May 30 (Bloomberg) -- U.S. Ambassador in Moscow Michael McFaul apologized for comments during a speech to students in which he accused Russia of bribing Kyrgyzstan to close a U.S. air base used for Afghan operations.
Russia’s Foreign Ministry chastised McFaul, a former Stanford University professor in his first diplomatic posting, for breaching protocol and “unprofessional” behavior by spreading “blatant falsehoods through the media.”
“Maybe I shouldn’t have spoken so colorfully and bluntly,” McFaul said in an e-mailed statement. “On that, I agree and will work harder to speak more diplomatically.”
The latest spat over McFaul, who was accused by state television and pro-government lawmakers of stirring up unrest in Russia in January by meeting opposition activists days after taking up his new post, reflects increasingly strained U.S.- Russia ties.

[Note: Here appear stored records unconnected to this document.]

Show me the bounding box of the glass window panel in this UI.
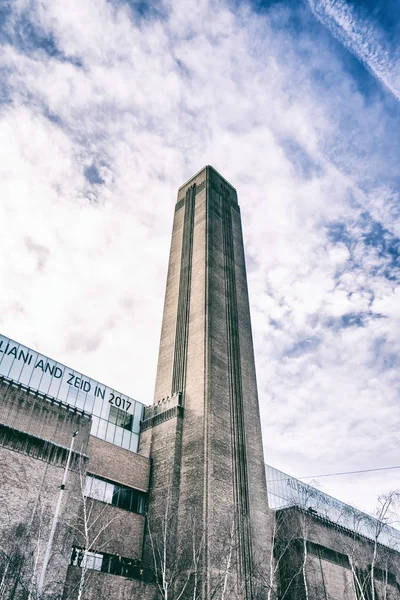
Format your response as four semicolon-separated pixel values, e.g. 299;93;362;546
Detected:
132;402;143;433
114;427;124;446
84;475;93;496
57;379;69;402
121;429;132;450
97;419;107;440
129;433;139;452
137;492;145;515
82;552;103;571
90;477;107;502
105;423;115;444
92;397;103;417
108;406;133;431
75;390;86;410
118;488;133;510
90;416;100;436
84;394;94;414
48;363;64;399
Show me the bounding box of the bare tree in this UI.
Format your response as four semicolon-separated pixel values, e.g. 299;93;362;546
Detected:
65;460;119;600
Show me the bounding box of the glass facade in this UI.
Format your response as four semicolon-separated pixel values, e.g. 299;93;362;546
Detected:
0;335;144;452
265;465;400;550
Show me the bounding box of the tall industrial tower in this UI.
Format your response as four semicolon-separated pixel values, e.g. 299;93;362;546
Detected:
141;166;271;600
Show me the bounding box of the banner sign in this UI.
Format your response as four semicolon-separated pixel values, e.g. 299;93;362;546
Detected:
0;335;143;431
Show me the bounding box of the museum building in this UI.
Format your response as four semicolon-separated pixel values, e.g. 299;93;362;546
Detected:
0;166;400;600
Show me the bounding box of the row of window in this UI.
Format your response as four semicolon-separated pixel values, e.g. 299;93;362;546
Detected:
69;546;143;579
85;475;146;514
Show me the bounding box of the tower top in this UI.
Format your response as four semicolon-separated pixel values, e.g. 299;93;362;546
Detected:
177;165;237;203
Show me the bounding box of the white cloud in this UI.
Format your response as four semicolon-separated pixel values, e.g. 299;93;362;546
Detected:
0;0;400;507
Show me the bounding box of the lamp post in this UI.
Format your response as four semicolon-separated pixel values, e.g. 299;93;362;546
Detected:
37;429;79;600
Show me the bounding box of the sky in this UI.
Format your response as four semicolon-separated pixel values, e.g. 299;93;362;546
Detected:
0;0;400;512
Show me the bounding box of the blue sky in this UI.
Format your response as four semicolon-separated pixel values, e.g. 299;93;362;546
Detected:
0;0;400;511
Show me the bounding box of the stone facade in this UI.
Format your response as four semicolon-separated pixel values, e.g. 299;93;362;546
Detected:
0;166;400;600
274;507;400;600
140;166;271;599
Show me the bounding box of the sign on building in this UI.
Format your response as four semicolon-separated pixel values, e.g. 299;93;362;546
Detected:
0;335;144;452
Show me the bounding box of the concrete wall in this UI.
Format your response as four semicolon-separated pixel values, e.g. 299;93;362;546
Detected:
0;382;90;598
275;508;400;600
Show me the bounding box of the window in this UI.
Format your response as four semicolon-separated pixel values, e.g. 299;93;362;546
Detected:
85;475;146;514
70;547;103;571
108;406;133;431
69;546;143;579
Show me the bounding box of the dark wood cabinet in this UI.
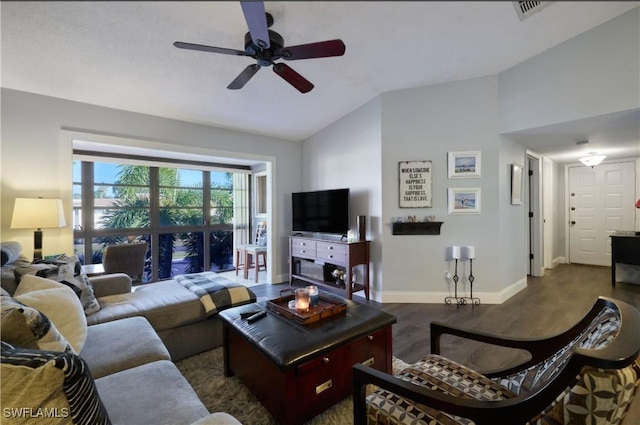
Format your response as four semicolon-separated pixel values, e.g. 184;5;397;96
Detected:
289;236;369;300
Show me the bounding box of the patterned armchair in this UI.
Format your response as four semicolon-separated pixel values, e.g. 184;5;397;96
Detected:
353;297;640;425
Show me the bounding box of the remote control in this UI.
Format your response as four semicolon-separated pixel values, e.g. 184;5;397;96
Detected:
247;311;267;323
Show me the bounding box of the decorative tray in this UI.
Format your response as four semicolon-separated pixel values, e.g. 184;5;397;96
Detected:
267;289;347;325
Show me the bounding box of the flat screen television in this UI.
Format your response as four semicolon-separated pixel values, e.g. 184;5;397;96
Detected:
291;189;349;235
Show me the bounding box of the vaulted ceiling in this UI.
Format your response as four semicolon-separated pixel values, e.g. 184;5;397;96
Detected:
0;1;640;161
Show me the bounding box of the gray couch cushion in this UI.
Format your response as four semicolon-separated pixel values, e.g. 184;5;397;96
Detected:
80;317;171;379
87;280;206;331
96;360;209;425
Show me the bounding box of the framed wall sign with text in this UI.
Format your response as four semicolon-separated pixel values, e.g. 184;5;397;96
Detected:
398;161;431;208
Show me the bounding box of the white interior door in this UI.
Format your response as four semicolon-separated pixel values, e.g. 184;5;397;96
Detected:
568;162;635;266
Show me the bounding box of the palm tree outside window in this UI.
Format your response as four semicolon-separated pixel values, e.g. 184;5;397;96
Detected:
73;161;248;283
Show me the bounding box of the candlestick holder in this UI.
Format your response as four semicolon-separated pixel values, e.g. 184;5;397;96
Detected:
465;258;480;306
444;258;467;306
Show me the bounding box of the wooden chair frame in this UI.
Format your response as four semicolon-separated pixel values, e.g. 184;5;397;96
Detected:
353;297;640;425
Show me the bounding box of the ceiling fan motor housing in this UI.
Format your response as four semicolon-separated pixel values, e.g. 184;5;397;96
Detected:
244;30;284;66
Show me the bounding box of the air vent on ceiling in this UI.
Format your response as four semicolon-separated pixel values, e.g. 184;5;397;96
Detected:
513;1;553;21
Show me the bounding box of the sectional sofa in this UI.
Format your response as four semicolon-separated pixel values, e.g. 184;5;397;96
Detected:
0;248;250;425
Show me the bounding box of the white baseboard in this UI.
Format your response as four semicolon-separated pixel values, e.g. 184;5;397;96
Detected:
372;277;527;304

President Vladimir Putin skipped the Group of Eight summit hosted by his U.S. counterpart Barack Obama this month to signal his displeasure at American criticism of Russian elections, a senior lawmaker, Alexei Pushkov, said May 14.
The former Cold War foes are also at odds over Western efforts to oust Syrian President Bashar al-Assad, a bid by U.S. lawmakers to sanction Russian officials for human rights abuses and a planned U.S. missile-defense shield in Europe.
Putin, who was re-elected to a third Kremlin term in March, stepped up anti-American rhetoric during the campaign, when he was facing down protests by tens of thousands of people over alleged fraud in December parliamentary elections.
‘Won’t Be Diplomatic’
Kyrgyzstan, the only country in the world that hosts Russian and U.S. military installations, decided in 2009 to evict the U.S. from its Manas air base after receiving a $2 billion aid package from Russia. The Kyrgyz government later that year reversed the decision when the U.S. raised the rent to $60 million a year from $17.4 million to keep the facility, used to supply troops in Afghanistan.
“I won’t be diplomatic, I’ll say openly that your country paid off Kyrgyzstan to kick the Americans out of Manas,” McFaul was quoted as saying in a May 25 lecture at the Moscow Higher School of Economics by the state news service RIA Novosti. He added that the U.S. also “offered a bribe” to Kyrgyzstan, “but 10 times less.”
In March, McFaul apologized for calling Russia a “wild country” after journalists from state-run NTV channel followed him to a meeting with a human-rights activist in Moscow.
‘Doesn’t Mince Words’
The U.S. State Department said the “irony” of the Russian criticism of McFaul, who as Obama’s Russia adviser devised a policy to “reset” ties between the two countries, was that his speech had focused on the benefits of better relations.
“He speaks plainly, he speaks clearly, he doesn’t mince words,” State Department spokeswoman Victoria Nuland said yesterday. “He’s not a professional diplomat, and I think that for the Russian government, the fact that he speaks clearly when things are going well and he speaks clearly when they’re going less well is something that they’re having to get used to.”